PS If anyone's got any interesting stuff we've missed lying about on their hard drive, please send it my way and I'll add it to the gallery.
Comment by Pankaj Tripathi posted on
Hi Tom, What is the technology: Hardware and Software supporting this site. Appreciate if you could send me an EMail with the info. Thanks. Pankaj Tripathi, Team Lead, Internet Design Solutions, Corporate Communications, Ontario Provincial Police, Ontario, Canada
Comment by Dafydd Vaughan posted on
We've published a list of most of the components that we used to build GOV.UK when we launched here: http://digital.cabinetoffice.gov.uk/govuk-launch-colophon/
There might have been a few small changes since, but this is pretty much still accurate.
I hope this helps.
Comment by Jonathan Rhys Smith posted on
Really insightful post - thanks.
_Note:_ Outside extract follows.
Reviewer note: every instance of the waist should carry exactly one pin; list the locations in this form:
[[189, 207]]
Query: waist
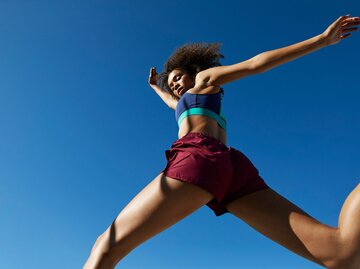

Out of curiosity, how many transactions do you expect Gov.UK to host at any given time?
Comment by Dave Ankers posted on
Really good to see the progress, particularly as we are on a similar journey. All brilliant, apart from the use of the term 'Shipping' (even if it's a quote)... 😉
Comment by jesssle posted on
What a fab collection, I'm tickled by the surreal mental map which includes the dubiously named Lawyers' Ghetto and Teachers' Alley!
Comment by stuartrevnell posted on
Great post Tom - thanks for sharing! Fascinating to see how this evolved over time, and for me especially, the pragmatic aspects of sketching ideas and printing needs out to sort - regardless of the software tools we have at our disposal, sometimes hard copy on a wall or a floor is what's needed!